You’ve Got the Wrong Girl published by Hachette and authored by the young, bubbly yet serious Sreemoyee Piu Kundu is a lad-lit. What is lad-lit? Lad-lit, as opposed to chik-lit, is defined as “fiction about young men about their personal and emotional lives.” This, by common understanding, would be expected to be created by a man who would be able to enter the head of a young man much better than a woman. But Sreemoyee has turned the tables of this genre by deciding to pen a novel with a male as the protagonist and giving him the first person voice in the narrative. Piu has most certainly broken new ground as a woman writer foraying into the realm of lad lit in India, made famous internationally by writers like Nick Hornby and Matt Dunn.

Sreemoyee Piu Kundu made her literary debut with Faraway Music, (Hachette) in 2013. Sreemoyee’s second book, Sita’s Curse (Hachette)– an erotic fiction, launched in May 2014 was a national best-seller, widely covered in Vogue, Times of India, Indian Express, Open Magazine, Femina, Mail Today, Mid-day and Hindustan Times, amongst other leading publications. Sreemoyee has just completed her fourth novel Cut! Written like a play in ten acts, Cut! pays a moving tribute to the parallel worlds of stage and screen through the chequered life and times of thespian Amitabh Kulashreshtra. She has just signed up for her fourth book, her first non fiction, Status Single. But now, on to her experience with You’ve Got the Wrong Girl.

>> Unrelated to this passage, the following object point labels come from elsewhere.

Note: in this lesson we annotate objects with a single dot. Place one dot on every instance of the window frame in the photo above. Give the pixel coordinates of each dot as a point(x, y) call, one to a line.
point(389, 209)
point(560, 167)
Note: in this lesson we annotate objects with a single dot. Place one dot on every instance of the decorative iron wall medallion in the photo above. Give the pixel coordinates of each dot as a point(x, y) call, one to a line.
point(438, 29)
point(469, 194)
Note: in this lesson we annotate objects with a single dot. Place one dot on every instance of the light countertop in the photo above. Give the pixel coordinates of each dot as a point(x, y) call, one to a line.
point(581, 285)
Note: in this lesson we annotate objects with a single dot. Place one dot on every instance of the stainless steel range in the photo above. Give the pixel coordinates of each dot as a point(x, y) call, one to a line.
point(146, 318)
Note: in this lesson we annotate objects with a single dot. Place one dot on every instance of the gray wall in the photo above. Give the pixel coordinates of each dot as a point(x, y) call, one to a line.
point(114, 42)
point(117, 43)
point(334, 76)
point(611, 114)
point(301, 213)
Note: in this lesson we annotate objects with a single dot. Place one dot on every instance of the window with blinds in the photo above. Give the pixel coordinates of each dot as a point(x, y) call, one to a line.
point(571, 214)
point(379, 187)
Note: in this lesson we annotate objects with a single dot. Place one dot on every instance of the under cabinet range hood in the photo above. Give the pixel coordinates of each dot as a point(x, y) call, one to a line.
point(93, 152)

“I took it as a challenge to get into a man’s head, trying to understand the way he thinks about certain things on love, life, relationships and so on and let me tell you it has been very difficult and also challenging to try and get under the skin of my hero Dushyant Rathod,” says Piu. But there is much more to it than just being a lad-lit authored by a lady. Sreemoyi has reversed the mythological love story of Dushyanta and Shakuntala by setting Dushyanta in search of this lady he fell in love with at first sight and had no peace till he finally found the girl had spent a night of love and passion with against the blurred backdrop of the Taj Mahal in silhouette.

“When I read Shakuntala’s story as a young girl, the ‘pain’ of a woman, Shakuntala in this case, of having loved and lost remained with me. I consider this ‘pain’ as the first prerequisite of any story that transcends the barriers of time, geography, culture and language. But it was also a stereotype, a cliché that makes women fall in love and lost themselves in that love even if the one they loved has disappeared from their lives. I felt angry about Dushyanta not being able to recognize Shakuntala when she arrives at his court, much less recall where he had met her and what had happened between them. At the same time, Abhigyana Shakuntalam held me captive and mesmerised,” she explains when asked about what triggered the unique reading of Abhigyana Shakuntalam from Dushyanta’s point of view.

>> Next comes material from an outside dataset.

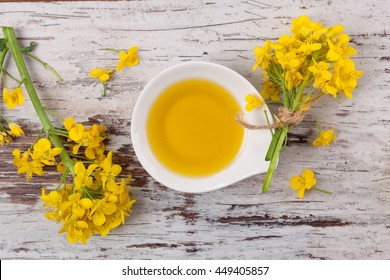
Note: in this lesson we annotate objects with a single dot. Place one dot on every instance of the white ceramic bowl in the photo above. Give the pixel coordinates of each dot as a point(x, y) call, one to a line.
point(250, 159)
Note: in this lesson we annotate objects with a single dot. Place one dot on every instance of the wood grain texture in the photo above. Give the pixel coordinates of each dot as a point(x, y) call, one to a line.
point(238, 221)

She says she was always in conflict about the ‘heroism’ in Dushyanta’s character and was in two minds about whether he was fearless or whether he was a coward. His falling in love with who was considered to be a ‘woman of the jungle’ at first sight and this could be termed ‘unconventional’ considering the time in which the story is set. But the fact that he did not take Shakuntala with him back to his kingdom proves that he held his responsibilities as a king more important that his responsibility as the husband of the woman he fell in love with.

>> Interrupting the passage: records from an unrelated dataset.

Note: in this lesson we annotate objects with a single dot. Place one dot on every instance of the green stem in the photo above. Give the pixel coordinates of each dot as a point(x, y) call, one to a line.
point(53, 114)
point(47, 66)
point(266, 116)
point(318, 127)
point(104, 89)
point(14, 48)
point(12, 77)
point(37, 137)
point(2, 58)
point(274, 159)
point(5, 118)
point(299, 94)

“You’ve Got the Wrong Girl is a contemporary relocation and reinterpretation of this mythological story placed in post-modern India with its five-star hotels and shopping malls and branded clothes and so on. I have tried to project the story as a multi city, roller-coaster ride, sometimes soulful, sometimes bittersweet, sometimes fun, sometimes family drama-oriented tumultuous that involves a whole bunch of motley, everyday characters drawn from the people we see around us. And since it’s based on my inspiration by Shakuntala as told from the male perspective – I have designed it as a search Dushyanta embarks on and not the other way round. How he wins her back is the backbone of the story Dushyant is a best-selling, new-age romance writer and his novel which becomes an overnight bestseller and is made into a film by a noted filmmaker,” sums up the extremely articulate Sreemoyee.

She has tried to mix up the stereotype formula of the girl pining away for the boy she fell in love with but could not marry because he is poor and the parents put their foot down. “Why must it always be the girl burdened with the emotional burden of this lost-and-found drama called love? I wanted to shake this up every which way and the result is You’ve Got the Wrong Girl who is probably the right girl for Dushyant” and with that, Sreemoyee calls it a day.